Perdue intends to make his announcement in a video on Monday and file his campaign paper work at the same time, Politico and The Atlanta Journal-Constitution reported, citing unnamed sources briefed on his plans.
Neither Perdue nor the Georgia Republican Party were immediately available to comment.
The reports said Perdue, a wealthy businessman, was recruited to run for governor by former President Donald Trump, after Kemp refused to help block November 2020 election results in the state that contributed to Democrat Joe Biden winning the presidency.

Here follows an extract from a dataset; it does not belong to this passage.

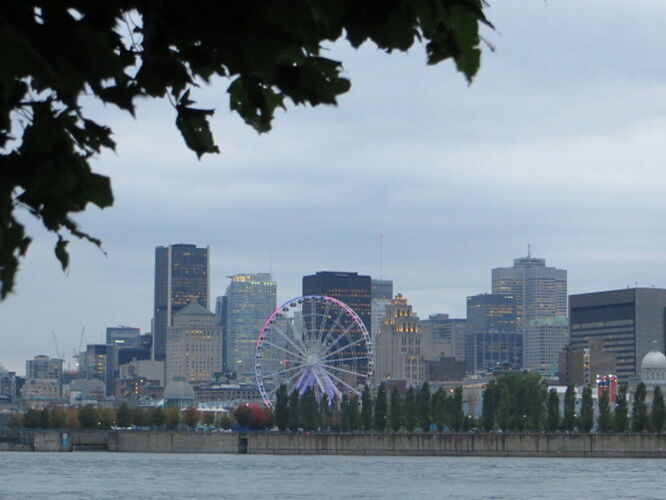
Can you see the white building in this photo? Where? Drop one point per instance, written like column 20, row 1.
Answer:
column 398, row 353
column 194, row 344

Voting rights activist Stacey Abrams announced on Wednesday that she would run for the Democratic Party’s gubernatorial nomination in Georgia, her second bid for the office.
Trump’s false claims about widespread election fraud have been blamed for dividing Georgia Republicans ahead of a pair of U.S. Senate run-off elections last January, in which Perdue was defeated by Democratic Senator Jon Ossoff. Former Republican Senator Kelly Loeffler also lost to Democrat Raphael Warnock in the run-offs.
Responding to the Sunday media reports, a Kemp campaign spokesman blasted Perdue as “the man who lost Republicans the United States Senate.”
“Governor Kemp has a proven track record of fighting the radical left to put hardworking Georgians first,” Kemp spokesman Cody Hall said in a statement.